Conversámos sobre a vida e sobre o muito que se passara durante esse interregno e recordo-me de te ter falado do cansaço que me avassalava numa actividade que embora com um importante papel no panorama cultural do País se ia tornando pouco a pouco demasiado cinzenta.

E foi então que, como por artes mágicas, me propuseste colaborar contigo nessa empresa aliciante de fundar uma nova escola na Vila de Redondo.

Com que alegria eu aceitei o convite!

A empresa envolvia alguns riscos. Mas amparámo-nos mutuamente na sua resolução.

Os poderes instituídos locais torciam-nos o nariz. Dois desconhecidos “barbudos” encarregados de abrir uma escola oficial? Que estranhas modernices iriam implantar e que velhos interesses não iriam confrontar?  

A escolha do edifício obrigou-nos a vários passos e muitas preocupações.

Com algumas ajudas já nos veio parar às mãos este velho palacete pombalino situado na antiga Rua de Évora com traça do arquitecto-brigadeiro Manuel da Maia, engenheiro do Reino em 1754 e co-autor de entre outras grandes obras – as do Aqueduto das Águas Livres e as da cidade de Lisboa destruída pelo terramoto de 1755. Casa senhorial que ultimamente servira de habitação ao antigo Director da Torre do Tombo, o redondense Dr.
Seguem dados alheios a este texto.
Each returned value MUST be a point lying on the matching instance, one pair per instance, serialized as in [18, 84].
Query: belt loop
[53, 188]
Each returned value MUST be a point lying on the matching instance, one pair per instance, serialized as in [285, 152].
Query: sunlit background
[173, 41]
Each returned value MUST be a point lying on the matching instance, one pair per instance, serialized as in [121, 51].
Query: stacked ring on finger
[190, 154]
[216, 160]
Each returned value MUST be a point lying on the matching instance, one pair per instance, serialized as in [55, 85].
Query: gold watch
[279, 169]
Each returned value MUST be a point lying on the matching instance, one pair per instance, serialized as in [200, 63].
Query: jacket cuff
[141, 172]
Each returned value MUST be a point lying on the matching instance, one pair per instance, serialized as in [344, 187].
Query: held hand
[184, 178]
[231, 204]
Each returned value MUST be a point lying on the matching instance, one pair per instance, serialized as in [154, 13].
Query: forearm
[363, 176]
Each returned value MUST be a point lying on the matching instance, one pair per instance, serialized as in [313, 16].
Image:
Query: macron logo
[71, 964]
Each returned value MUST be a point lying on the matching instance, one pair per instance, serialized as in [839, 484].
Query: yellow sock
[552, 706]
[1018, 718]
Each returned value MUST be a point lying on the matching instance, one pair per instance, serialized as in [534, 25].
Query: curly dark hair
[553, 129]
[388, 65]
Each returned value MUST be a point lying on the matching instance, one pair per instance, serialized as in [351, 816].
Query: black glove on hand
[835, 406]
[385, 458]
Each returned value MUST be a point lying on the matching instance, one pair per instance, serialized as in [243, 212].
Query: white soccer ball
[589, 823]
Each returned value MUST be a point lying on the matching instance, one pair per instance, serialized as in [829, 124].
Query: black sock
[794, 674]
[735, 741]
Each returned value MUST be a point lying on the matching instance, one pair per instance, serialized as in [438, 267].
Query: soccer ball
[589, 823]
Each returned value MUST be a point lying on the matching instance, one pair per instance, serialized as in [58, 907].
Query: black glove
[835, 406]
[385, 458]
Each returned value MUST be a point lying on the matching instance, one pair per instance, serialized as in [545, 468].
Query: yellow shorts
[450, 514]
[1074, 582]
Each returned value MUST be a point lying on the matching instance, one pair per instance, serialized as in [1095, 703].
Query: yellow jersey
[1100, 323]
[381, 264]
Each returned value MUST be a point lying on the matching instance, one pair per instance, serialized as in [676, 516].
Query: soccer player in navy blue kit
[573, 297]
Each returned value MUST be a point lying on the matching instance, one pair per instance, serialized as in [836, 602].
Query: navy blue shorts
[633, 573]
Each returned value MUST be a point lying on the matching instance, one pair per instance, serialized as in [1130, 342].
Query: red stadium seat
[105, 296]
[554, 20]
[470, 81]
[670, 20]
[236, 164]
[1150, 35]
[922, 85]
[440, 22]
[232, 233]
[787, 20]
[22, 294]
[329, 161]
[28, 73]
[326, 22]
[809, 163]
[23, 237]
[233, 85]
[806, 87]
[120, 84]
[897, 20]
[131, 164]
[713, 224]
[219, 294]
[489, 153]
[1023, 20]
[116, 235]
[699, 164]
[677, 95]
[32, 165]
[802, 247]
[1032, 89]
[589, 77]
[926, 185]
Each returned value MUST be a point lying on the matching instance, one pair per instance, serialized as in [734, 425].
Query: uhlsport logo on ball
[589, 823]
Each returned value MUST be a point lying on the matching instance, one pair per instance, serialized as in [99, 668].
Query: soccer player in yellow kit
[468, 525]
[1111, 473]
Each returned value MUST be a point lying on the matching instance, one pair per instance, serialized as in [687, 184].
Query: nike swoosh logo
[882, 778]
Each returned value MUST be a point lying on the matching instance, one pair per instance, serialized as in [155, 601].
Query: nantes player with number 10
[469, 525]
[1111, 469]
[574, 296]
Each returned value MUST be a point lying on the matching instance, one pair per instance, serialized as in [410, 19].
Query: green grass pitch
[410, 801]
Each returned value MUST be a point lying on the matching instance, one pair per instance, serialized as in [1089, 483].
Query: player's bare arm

João Martins da Silva Marques.

Nada mau. Porem, como transformar tulhas para armazenamento de cereais e adegas térreas carregadas de antigas talhas para armazenamento de vinho em salas de aula?

As obras que logo começaram e se prolongaram pelo largo período estival proporcionaram soluções de consenso entre as várias partes – tu como futuro director da Escola, os mestres de obras e os elementos da comissão de pais de alunos que entretanto tinha sido criada. Uma azáfama de todo o tamanho.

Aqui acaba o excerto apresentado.